Putin, Netanyahu meet (Photo: EPA)
"We have already gone through with some of our previous commitments and we intend to complete them. We do not want to break any international law, but also do not want to hurt our good name as arms suppliers."
At the end of Netanyahu's meeting with Putin Tuesday, the two held a joint press conference in which the Russian leader said that precautions must be taken so as not to further complicate the situation in Syria. However, he failed to give more details.
S-300 in action (Photo: AFP)
On Thursday, Lavrov also commented on current attempts to organize a Syrian peace summit, saying that Iran must take part in the proposed international conference intended to end Syria's civil war, but noted that Western states wanted to limit the participants and possibly predetermine the outcome of the talks.
"Among some of our Western colleagues, there is a desire to narrow the circle of external participants and begin the process from a very small group of countries in a framework which, in essence, would predetermine the negotiating teams, agenda, and maybe even the outcome of talks," Lavrov said in an interview posted on the Foreign Ministry website on Thursday.
"One must not exclude a country like Iran from this process because of geopolitical preferences.

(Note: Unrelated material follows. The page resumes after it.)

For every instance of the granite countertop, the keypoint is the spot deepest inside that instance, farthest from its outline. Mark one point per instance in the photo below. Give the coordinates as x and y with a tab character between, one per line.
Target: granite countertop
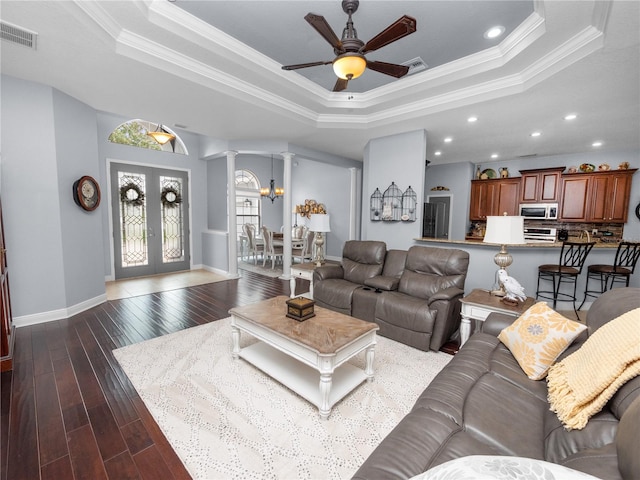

It is a very important player. But there is no agreement on this yet," Lavrov said in the interview given to a Lebanese television station.
While Lavrov announced that Russia would in fact supply Assad with S-300 missiles, and while US President Barak Obama met with Turkish Prime Minister Recep Tayyip Erdogan to discuss Syria, the security assessments and deliberations regarding the Syrian conflict and Israel's influence in its regard were still underway within the defense establishment.
CIA Director John Brennan, currently in Israel, met Thursday with Defense Minister Moshe Ya'alon in the Kirya to discuss the security developments in the Middle East, specifically in Syria.